Evening chores would soon start, but first my brothers and I would do something I will never forget. We would run to the clothesline, pull off our swimming trunks, put them on, and run down the lawn to our pond. Hot, sweaty, and dirty, I would run off the dock and jump into the cool, clean water with a great splash. I would linger under the water, letting the sweat and the dust and the struggle of the day fall away. All too soon I had to go up for air.

Our swim didn’t last long before it was time for the evening chores and the milking of the cows. But that splash in the water washed us clean, cooled us down, and reinvigorated us.

Bradford Hunt
Churchville, NY


 As the people of God, we are well acquainted with water. If you were baptized as an infant, you probably don’t remember it. But the community of faith does. Periodically, I take out my christening bulletin from my Methodist church just to remind myself that it did indeed occur in the earliest of my earthly days.

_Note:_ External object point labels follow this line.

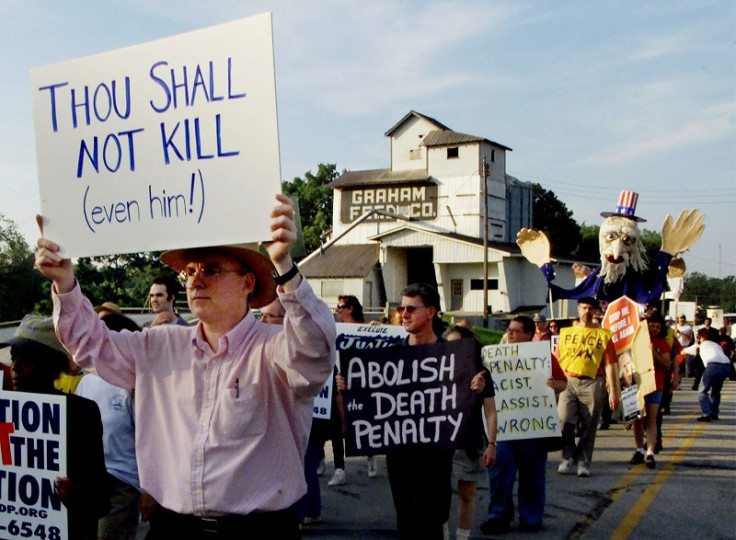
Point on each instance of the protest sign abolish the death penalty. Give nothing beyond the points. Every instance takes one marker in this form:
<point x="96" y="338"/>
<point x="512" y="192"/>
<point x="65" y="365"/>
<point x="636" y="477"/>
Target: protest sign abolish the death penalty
<point x="525" y="405"/>
<point x="360" y="337"/>
<point x="32" y="454"/>
<point x="168" y="144"/>
<point x="407" y="395"/>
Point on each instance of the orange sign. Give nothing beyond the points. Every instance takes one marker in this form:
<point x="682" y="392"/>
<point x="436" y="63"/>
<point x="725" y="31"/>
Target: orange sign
<point x="622" y="318"/>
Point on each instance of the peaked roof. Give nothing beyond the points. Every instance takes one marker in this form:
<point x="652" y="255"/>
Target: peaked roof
<point x="341" y="261"/>
<point x="379" y="177"/>
<point x="506" y="247"/>
<point x="442" y="138"/>
<point x="421" y="116"/>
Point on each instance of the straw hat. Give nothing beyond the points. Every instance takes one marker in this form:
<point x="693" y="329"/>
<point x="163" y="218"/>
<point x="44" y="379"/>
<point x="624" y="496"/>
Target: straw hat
<point x="248" y="254"/>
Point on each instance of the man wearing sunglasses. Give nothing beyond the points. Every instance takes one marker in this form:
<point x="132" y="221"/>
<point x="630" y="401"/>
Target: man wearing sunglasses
<point x="223" y="409"/>
<point x="420" y="480"/>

Regardless of when you were baptized, how much water was used, or the exact liturgy attending it, we each are asked to live as though we have been completely immersed, submerged, and subsumed into God’s love. Because it’s the truth.

Paul Tillich wrote that salvation consists of accepting that we are accepted. The challenge we each have is to continually go with the flow of that living water. How often the Spirit of God has to splash us in the face to get our attention, or at least to make us slow down and look in the mirror. 

I almost died at my second baptism. Well, maybe not quite. I was immersed in the baptismal pool at the Southern Baptist church of my youth. The pastor lost his grip, and I lost my footing, so there was a bit of splashing around. It may have appeared to the congregation as if I was fighting the process. But who among us hasn’t fought our baptism at many points along the way? It is a good thing we don’t see the end from the beginning, because who knows how many of us would persevere. For we do die at our baptism, but we are raised to new life in the process. And the rhythm of our days forever after is one of dying and rising, dying and rising. When I discovered the Episcopal Church, I begged my rector to let me be baptized yet again, because I felt that the first two did not signify my glorious discovery of a spiritual home. He set me theologically straight. I had been splashed quite enough in the name of the triune God and could claim both the christening and the dunking as all part of that same divine splash of grace.

This ritual act, fraught with so much fragmentation of understanding as to cause the creation of new denominations around its practice, is, regardless, our obedient response to God. Some traditions grant baptismal names, but God has given us our baptismal name: Christ-bearer. No name that we have ever been given or called carries this kind of power. If we, the baptized, listen very closely, we can hear a divine whisper in our spirits, calling us by name and telling us just who and whose we are. And in the meditation of your heart, you might just hear a gentle swirling, a splash of water: the birth sounds of a new beginning.